But investors shouldn't think this means HP will sell or spin off its PC business. Nor will it dump its troubled Autonomy unit, according to IDC market research analyst Crawford Del Prete.
A sentence in HP's 10-K annual report sparked investor excitement: "We also continue to evaluate the potential disposition of assets and businesses that may no longer help us meet our objectives." Bloomberg's Aaron Ricadela first spotted it and noted that the sentence didn't appear in last year's 10-K.
The key qualifier in that statement, according to Del Prete, is "that may no longer help meet our objectives." He believes that indicates that HP is looking to shed its oddball units like:
- Snapfish, a website that lets consumers print digital photos that it acquired in 2005
- Its outsourcing business. HP is trimming 29,000 jobs from its workforce, and its HP Enterprises Services unit is a major target of those cuts. There's been ongoing speculation that outsourcing business is on the block.
- WebOS, now called Gram, which is the remnant of the HP's acquisition of Palm.
All of these are more likely targets than the PC group, Del Prete told Business Insider.
"The PC group is the first thing everyone is zeroing in on," Del Prete said, but he "would be very surprised" if HP would really dump it, particularly now that it has been merged with the printer business.
In 2011, HP shocked the market with an announcement that it was considering a sale or spinoff of the PC business—part of a series of announcements that tanked the stock price and helped usher former CEO Léo Apotheker out the door. HP ultimately studied a divestiture but decided it didn't make sense.

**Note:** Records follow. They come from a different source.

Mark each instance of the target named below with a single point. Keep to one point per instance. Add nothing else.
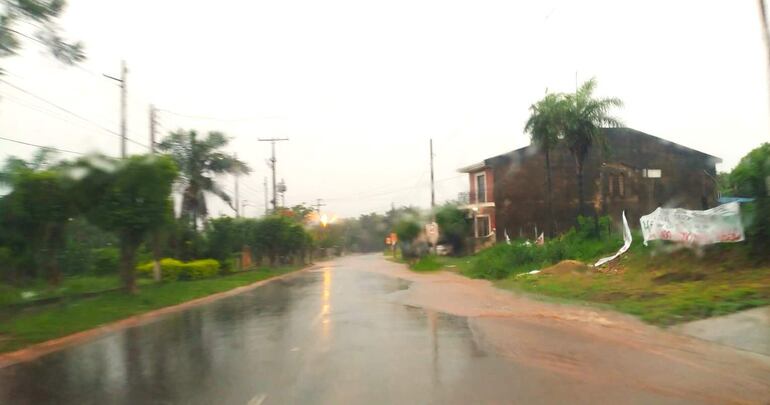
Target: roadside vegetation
(50, 322)
(664, 283)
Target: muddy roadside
(40, 349)
(590, 345)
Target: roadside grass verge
(34, 326)
(427, 263)
(662, 288)
(70, 286)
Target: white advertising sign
(720, 224)
(627, 239)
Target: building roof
(611, 132)
(472, 168)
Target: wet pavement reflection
(331, 335)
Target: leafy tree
(546, 128)
(407, 231)
(751, 178)
(271, 235)
(130, 197)
(198, 162)
(585, 118)
(14, 167)
(39, 208)
(41, 15)
(454, 226)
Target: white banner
(626, 243)
(720, 224)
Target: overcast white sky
(360, 86)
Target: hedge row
(172, 269)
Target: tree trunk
(581, 199)
(156, 256)
(549, 191)
(127, 264)
(52, 236)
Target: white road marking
(258, 400)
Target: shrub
(198, 269)
(106, 260)
(750, 178)
(427, 263)
(170, 269)
(503, 260)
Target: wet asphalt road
(329, 335)
(338, 334)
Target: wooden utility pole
(272, 166)
(153, 123)
(123, 106)
(318, 204)
(265, 186)
(237, 196)
(432, 185)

"One of HP's strategic goals is generating cash to pay off debt," Del Prete says. "The PC business and printer business have the ability to generate a lot of cash."
IDC predicts that the PC business is near its bottom and will grow again in 2013.
"The bottom line is there are a lot of really important things you need to do on a PC can't do on another platform," Del Prete says. "People will continue to buy PCs to the tune of hundreds of millions of units and HP is the No. 1 PC supplier," as of the most recent quarter.
As for speculation that HP will dump its troubled Autonomy software business, that doesn't make sense either to Del Prete.
CEO Meg Whitman "talks about information management and security as core pillars of her strategy," Del Prete says. Autonomy "is one of the biggest search assets they have," fitting into the information-management category. "
While they overpaid for it, it's still an asset," says Del Prete.
HP accused former Autonomy executives of improper accounting in announcing an $8.8 billion writedown of the unit in November. HP has referred the case to authorities and says the Department of Justice is investigating.
This is the second time in a month that HP's stock's rallied on speculation that the company might break itself up. Earlier in December, a rumor circulated that famed activist investor Carl Icahn was interested in HP and would force a breakup.
Icahn's interest was never confirmed. Business Insider reached out to his investment company for comment but he could not be reached.
HP politely declined comment on which business units might be sold and confirmed that HP is not considering a big breakup at this time, offering this statement:
HP has some of the most valuable franchises in the technology industry. There are many advantages in one organization, including branding, go-to-market, supply chain, procurement scale, effective leverage of functional costs, and collaborative R&D efforts. HP is committed to keeping our businesses and assets together. Our customers and partners tell us that’s what they want.